Hi Jimmy and the Improv crowd! I have been into IMPROV for only 5 yrs - it's nothing comparing to many of you))) And i'm going to turn 43 in three weeks))) Thank you, mate for being honest and just pouring out! The only thing I didn't enjoy is the "F*uck U G*d" thing....but it's me))) I can resamble with you 100% ))) When in 2012 I bacame an Official Host Speaker of EURO 2012 Soccer Cup I thought - this is it!)))) But.......And many more stories, many of us can tell....well, I quess, if nothing else, IMPROV teaches us LIFE!!!! Excepting what's given to us and with the using "yes, and" going on with our lives)))) One thing what really helps is to review my best times and achivements to help me build sufficient self esteem and look around and see that 80% are not even close to where I am...they have to go to their boring jobs and burn sooo much time there - you do what you love and get paid for it! And, of course, we all know that "fear" of "will people show up?" thing))) But, you know what? It has to motivate us become even better, more creative, in the show, on stage, in marketing, etc)))) And, finally, most of my projects are barely floating, cuz of war in the east of my country - you don't have it! So, mate, shut up and keep brining good and fun to people! )))) Love, Sergey from Ukraine youtube.com/ImprovUkraine
Jimmy - For what it may be worth, I was one of the folks in the small crowd at the Improv Nerd taping at CWFF last weekend. I was the curly haired girl in the front row, in town from Columbus, OH to catch some shows. I packed a lot into the weekend, including several other shows at CWFF, and was expecting the Saturday TJ & Dave show to be the highlight of my trip. Quite honestly, Improv Nerd was the experience that I believe will have the most lasting impact on me as a fledgling performer. I am still relatively new to comedy. I have been studying and performing improv for a little over a year and have just started in stand up and sketch within the past month.
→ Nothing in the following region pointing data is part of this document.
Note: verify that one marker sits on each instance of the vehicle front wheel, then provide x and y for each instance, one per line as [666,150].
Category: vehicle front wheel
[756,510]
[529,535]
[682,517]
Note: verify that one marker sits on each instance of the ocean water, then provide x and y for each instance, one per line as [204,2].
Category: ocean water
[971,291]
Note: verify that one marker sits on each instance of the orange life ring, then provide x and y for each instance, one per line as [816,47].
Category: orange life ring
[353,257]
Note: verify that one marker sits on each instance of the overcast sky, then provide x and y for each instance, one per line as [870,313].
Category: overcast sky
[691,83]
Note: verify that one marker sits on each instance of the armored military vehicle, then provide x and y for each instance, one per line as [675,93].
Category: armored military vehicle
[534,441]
Coming to your show, I felt as if the stars aligned and the show was tailored just for me. Having the opportunity to see you interview and perform with Beth Stelling within two weeks of my first venture into stand up was perfect timing. Also, I had just been to the Chopin Theater the night before to see 5 Lesbians Eating A Quiche. So, it was fascinating to hear about how that play came to life. I am a loyal listener as are several of my fellow improviser friends here in Columbus. We frequently discuss the relevance of your blog and podcasts. I understand that it can be quite discouraging at times, but please do know that what you do is having a lasting, meaningful impact to your audience. Thank you and best wishes on future success on the path to happiness and fulfillment!
Jimmy, you *are* exactly like Marc Maron. For most of his show's existence, he constantly put himself down and would say things like, "Why does Louis C.K. get a show and I don't?" Your attitude here mirrors his. You also have to keep in mind that his show started a couple years before yours, and a show about general comedy is going to attract a broader audience than a show focused on improv. That being said, don't give up! If you enjoy doing this, please keep doing it.